Dermot Turing is the nephew of Alan Turing (1912-1954), who is well known to have been one of Bletchley Park’s leading cryptanalysts as well as a founder of the computer science and of the science of artificial intelligence. Bletchley Park - the place where the British codebreaking organisation was located during World War 2 - has been largely saved and is now a thriving heritage site and education centre. Dermot Turing was asked in 2011 to become the honorary president of the Alan Turing Centenary Advisory Committee. In 2012 he became a trustee of Bletchley Park. He wrote an illustrated guide for Bletchley Park visitors on the operation of the Bombe, the machine which the codebreakers designed to help find the daily settings on the famous Enigma machine. Dermot Turing has also written a biography ‘Prof’: Alan Turing decoded, (The History Press, 2015) of his famous uncle, on whose life and work he gives frequent lectures.

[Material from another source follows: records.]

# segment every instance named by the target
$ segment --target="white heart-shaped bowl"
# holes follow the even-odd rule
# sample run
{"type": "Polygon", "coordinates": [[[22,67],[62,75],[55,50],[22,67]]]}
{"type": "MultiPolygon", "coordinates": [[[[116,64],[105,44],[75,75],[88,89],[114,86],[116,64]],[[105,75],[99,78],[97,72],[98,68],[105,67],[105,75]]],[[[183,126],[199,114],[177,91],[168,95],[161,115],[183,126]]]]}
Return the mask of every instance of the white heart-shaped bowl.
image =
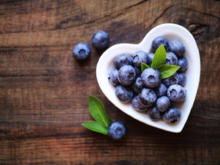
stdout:
{"type": "Polygon", "coordinates": [[[134,119],[147,125],[169,131],[179,133],[182,131],[190,111],[192,109],[200,79],[200,55],[195,39],[192,34],[184,27],[177,24],[161,24],[150,30],[139,44],[116,44],[107,49],[100,57],[96,66],[96,77],[98,84],[104,95],[117,108],[133,117],[134,119]],[[176,105],[181,110],[180,121],[176,124],[167,124],[163,120],[152,121],[148,114],[140,113],[134,110],[131,104],[122,103],[115,95],[115,87],[108,80],[108,74],[113,69],[113,60],[122,53],[133,55],[137,50],[150,52],[151,43],[157,36],[165,36],[169,41],[173,39],[180,40],[185,48],[185,57],[188,60],[188,70],[186,71],[187,90],[186,101],[176,105]]]}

Dermot Turing is now working on a new book about the Polish codebreakers who first tackled the Enigma problem, the remarkable story of their cooperation with the Allies before and during World War 2, and what became of them in the end.

Dermot Turing is also a trustee of the Turing Trust, a small educational charity with a focus on placing reuseable computers into schools in Ghana and other parts of Africa.